From visions on a grand scale to the world of the miniature, yesterday I was planting roses that I hope will scramble twenty feet into the trees, and today I was planting dwarf bulbs in the front garden.  Planting the roses was muddier but warmer, what with the digging and hacking out more bramble roots with the pickaxe.

It's the first time I've grown Iris 'Sheila Ann Germaney'.  I bought twenty-five bulbs last autumn from Peter Nyssen, enough to make up eight small pots, and grew them on inside a propagating case in the greenhouse, sealed against mice.  I don't know whether mice are as keen on dwarf iris as they are on tulips, fritillaries and scilla, but after the previous two years' losses I wasn't taking any chances.  Most were fully out several days ago, but I don't know if that's their normal time or whether the additional warmth of the greenhouse brought them on early.
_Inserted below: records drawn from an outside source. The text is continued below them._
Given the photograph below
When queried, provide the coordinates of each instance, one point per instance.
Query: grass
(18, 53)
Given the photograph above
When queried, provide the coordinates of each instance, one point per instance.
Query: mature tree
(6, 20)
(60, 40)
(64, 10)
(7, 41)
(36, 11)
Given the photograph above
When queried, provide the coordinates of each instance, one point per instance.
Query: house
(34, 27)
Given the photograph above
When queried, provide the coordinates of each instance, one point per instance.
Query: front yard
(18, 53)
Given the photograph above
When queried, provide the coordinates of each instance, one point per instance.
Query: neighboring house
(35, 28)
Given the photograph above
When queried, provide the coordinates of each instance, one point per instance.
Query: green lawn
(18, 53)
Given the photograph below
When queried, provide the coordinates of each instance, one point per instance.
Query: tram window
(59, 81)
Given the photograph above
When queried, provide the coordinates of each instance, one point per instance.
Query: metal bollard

They are a pale, delicate blue.  I've previously grown another pale blue dwarf iris, 'Katherine Hodgkin', which is generally one of the last to flower, and in our gravel has lasted pretty well from one year to the next.  I like 'Katherine Hodgkin' but thought I'd try the other just to see what it was like.  According to the Pacific Bulb Society it is a paler shade of blue, with less yellow in it, but I don't have a great absolute memory for colour and as they haven't both emerged at the same time I can't compare them directly.  Anyway, I am very pleased with my eight pots and doubly so given that the price of my twenty-five bulbs from Peter Nyssen was six pounds, which would barely buy me a couple of pots of ready planted iris now in a garden centre.  Three bulbs per 9 centimetre pot is sufficient, as they don't look better for being crowded, and the contents of a 9 centimetre pot are easier to plant out without it breaking up and disintegrating all over the gravel than a one litre pot.  Bulbs tend not to make very solid rootballs, and their roots don't regrow if broken.
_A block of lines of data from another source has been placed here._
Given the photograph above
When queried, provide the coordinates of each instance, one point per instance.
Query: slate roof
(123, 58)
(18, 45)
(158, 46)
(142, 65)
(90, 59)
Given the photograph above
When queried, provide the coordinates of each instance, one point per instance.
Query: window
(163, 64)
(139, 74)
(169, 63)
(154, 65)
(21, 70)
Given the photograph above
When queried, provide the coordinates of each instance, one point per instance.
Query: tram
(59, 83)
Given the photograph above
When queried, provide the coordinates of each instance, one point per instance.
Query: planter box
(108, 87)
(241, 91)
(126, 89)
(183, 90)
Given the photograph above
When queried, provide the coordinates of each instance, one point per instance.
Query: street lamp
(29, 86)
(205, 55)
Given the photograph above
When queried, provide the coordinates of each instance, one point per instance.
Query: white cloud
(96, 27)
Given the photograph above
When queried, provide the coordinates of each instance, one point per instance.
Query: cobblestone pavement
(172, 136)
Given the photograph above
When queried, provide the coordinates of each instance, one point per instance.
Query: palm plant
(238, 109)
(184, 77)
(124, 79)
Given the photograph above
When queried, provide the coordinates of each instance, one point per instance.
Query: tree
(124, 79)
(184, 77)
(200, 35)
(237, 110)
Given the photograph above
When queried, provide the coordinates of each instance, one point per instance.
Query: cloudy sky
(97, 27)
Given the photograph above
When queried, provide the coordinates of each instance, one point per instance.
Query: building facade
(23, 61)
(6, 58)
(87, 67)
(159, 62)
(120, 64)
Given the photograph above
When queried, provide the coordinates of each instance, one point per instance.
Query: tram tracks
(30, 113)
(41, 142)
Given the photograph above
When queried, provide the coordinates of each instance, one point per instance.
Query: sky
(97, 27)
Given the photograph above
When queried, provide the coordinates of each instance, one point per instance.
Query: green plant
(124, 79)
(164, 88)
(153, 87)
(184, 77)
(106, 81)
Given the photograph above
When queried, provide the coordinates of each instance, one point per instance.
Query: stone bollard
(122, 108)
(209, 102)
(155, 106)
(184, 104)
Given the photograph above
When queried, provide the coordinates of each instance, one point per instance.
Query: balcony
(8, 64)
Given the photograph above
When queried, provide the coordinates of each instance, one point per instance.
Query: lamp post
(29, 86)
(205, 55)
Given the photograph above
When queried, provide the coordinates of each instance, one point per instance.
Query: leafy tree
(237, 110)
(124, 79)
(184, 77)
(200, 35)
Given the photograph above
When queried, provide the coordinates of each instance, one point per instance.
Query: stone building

Scilla mischtschenkoana 'Tubergeniana' is altogether more frou-frou.  Individually quite large ice blue flowers open on quite small spikes, the whole having a touch of pink about it, at least when grown under glass, that made me think they would look well in the long bed under a cherry with fairly dark pink, double flowers.  I have never grown these before either.  I think I tried a year or two back, and the mice got them.  The books and catalogues all say they want sun and good drainage, so I am hoping they will be happy in the long bed.  Hyacinths, grape hyacinths and pasque flowers all do well there, while some hybrid tea roses shrivelled and died.  Of course as with the iris it may be that left to its own devices the scilla doesn't flower yet, in which case it may not coincide with the cherry's flowering, which would be a pity.  The real nuisance would be if it managed to clash with something else, but since it is supposed to flower in February and March it should be fine.  I can't see anything about to erupt into bloom in the area that would quarrel with ice blue.

The scilla cost me eleven pounds from Kevock for fifty bulbs, giving me more than eight pots to play with.  I saw ready potted ones on sale recently at Beth Chatto's nursery when I visited in search of a hostess present and birthday card, and like the iris there is a quantum saving to be made if you can pot your own the previous autumn.  Beware the mice, though.